Now all that said, I'm fed up. I don't think I can relate to you anymore. You see, I'm a Cleveland fan. And if you set aside my 2002 Buckeyes, nothing sports-good has happened to me since I was born 34 years ago. My teams fail. It's what they do, and — apparently — why they exist. They exist to fail, and ultimately to provide players in free agency to teams that succeed.

Which brings me round to you. The Red Sox aren't lovable losers anymore. They shed "loser" three years ago, and within about six months the "lovable" started to wash away, too. Your NFL team probably won't lose a game in the next three years. The Celtics have consolidated as much talent as can exist in a room this side of the Justice League. Frickin' Boston College (always my trump card: "Bostonians only IMAGINE they have college football") can't help but win in the ACC.

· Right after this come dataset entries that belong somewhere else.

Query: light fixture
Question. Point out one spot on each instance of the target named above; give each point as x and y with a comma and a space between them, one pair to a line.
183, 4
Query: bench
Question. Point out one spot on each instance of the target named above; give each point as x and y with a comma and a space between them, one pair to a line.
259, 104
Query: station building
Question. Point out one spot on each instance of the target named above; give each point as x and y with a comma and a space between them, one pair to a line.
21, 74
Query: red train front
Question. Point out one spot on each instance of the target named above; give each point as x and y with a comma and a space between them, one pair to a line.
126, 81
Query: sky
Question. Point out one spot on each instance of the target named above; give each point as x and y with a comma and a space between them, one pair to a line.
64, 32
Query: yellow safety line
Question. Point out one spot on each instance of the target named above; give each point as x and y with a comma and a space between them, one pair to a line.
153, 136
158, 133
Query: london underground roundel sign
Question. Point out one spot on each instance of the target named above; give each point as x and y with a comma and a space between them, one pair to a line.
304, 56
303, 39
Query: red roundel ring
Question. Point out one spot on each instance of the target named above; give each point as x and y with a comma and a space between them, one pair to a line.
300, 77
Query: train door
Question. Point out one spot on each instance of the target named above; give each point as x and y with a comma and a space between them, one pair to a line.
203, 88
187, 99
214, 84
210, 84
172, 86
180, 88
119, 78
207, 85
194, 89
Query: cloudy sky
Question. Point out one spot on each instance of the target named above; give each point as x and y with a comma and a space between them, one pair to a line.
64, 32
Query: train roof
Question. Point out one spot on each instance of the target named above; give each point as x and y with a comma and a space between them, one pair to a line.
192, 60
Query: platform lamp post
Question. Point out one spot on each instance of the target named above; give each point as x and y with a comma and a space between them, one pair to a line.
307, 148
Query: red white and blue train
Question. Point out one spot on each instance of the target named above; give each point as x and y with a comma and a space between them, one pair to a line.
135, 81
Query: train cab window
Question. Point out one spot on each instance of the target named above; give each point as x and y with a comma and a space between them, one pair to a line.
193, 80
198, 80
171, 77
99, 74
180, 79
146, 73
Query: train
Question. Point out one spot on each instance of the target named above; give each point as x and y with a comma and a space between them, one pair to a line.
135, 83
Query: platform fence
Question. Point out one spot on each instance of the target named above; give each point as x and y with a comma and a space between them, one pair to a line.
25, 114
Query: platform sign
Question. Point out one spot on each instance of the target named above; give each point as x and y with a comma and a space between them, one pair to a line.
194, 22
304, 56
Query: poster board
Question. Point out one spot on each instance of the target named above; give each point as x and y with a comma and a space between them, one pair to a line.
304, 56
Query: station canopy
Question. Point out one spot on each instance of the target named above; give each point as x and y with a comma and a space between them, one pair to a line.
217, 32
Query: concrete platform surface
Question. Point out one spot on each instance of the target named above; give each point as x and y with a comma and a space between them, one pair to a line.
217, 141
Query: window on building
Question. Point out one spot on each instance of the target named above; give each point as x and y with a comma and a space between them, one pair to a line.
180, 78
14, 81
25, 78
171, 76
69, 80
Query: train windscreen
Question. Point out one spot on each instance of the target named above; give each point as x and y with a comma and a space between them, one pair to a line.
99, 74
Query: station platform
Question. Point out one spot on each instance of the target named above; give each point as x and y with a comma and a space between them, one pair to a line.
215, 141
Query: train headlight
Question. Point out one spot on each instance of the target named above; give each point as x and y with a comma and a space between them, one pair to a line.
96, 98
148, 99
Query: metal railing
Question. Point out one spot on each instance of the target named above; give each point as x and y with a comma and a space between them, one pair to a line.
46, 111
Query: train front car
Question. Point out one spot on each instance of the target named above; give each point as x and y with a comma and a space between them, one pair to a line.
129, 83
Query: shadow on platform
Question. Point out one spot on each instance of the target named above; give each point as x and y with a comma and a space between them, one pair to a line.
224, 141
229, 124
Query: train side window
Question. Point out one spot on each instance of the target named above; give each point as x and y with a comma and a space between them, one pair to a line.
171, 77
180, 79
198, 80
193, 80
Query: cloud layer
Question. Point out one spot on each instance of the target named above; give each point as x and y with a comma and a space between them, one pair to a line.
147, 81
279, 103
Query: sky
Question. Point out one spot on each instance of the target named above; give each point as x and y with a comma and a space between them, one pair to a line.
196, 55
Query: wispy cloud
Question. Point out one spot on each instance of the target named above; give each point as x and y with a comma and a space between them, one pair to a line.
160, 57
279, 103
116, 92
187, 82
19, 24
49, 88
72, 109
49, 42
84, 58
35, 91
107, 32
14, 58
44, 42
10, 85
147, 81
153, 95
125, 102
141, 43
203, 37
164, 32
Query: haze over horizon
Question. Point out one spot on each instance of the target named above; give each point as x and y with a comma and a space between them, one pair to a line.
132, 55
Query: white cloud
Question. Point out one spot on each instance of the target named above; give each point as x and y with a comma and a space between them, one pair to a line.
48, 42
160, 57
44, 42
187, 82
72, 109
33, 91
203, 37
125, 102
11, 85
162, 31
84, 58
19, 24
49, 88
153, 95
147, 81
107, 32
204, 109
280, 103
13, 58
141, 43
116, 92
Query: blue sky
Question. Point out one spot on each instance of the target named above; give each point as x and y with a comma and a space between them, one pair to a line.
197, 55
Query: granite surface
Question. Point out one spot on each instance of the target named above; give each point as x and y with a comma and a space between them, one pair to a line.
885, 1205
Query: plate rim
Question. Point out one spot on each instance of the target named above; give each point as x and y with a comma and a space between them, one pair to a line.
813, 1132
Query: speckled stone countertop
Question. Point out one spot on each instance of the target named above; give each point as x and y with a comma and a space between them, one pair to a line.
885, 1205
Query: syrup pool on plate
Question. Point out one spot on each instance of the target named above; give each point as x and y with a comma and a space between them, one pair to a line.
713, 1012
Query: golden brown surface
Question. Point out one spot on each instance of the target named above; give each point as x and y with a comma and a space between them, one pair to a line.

All this disqualifies you from writing anything pointed and resonant about the fan experience. Unless and until you abandon your indomitable Boston teams, nothing you say is meaningful to anyone else in America — a fact that goes double for the star-crossed fans in Northeast Ohio. When your teams cease to lose, you're not really a fan, are you? You've lost a crucial component of the fan experience.

So many Sox fans have come up to me in the past two weeks, patted me on the shoulder and said, "I've been there." Well, you know what? NO. You're not "there" now, are you? And you're not going back "there" anytime soon, are you? So try to grasp the unthinkable here: I'm not terribly interested in how you felt in 1986 or 2003. Capish?

I love you like a brother, Bill, but you've got nothing relevant to say to me anymore. Clever discourse about the "$14 Million Grand Slam" — notwithstanding the element of truth it carries — doesn't do anything for me. My teams don't have $14 million to spend on their best players, and we never get the Grand Slam. Manny Ramirez and "Little Things That Make Baseball So Great" don't live in the same zip code for me. Manny's just a guy who chases the last dollar into Massachusetts, then drops back into Cleveland periodically to hit a ball out of the park and rub it into the face of the fans he abandoned. I'm not inspired, I'm not amused, I'm not interested.

We write to communicate sentiments to other people, to feel a connection, a kinship with them. (At least I think that's why we write, anyway.) I can't connect with you over any of this Boston business anymore. That's just the sad state of things, Bill. See you in some other life.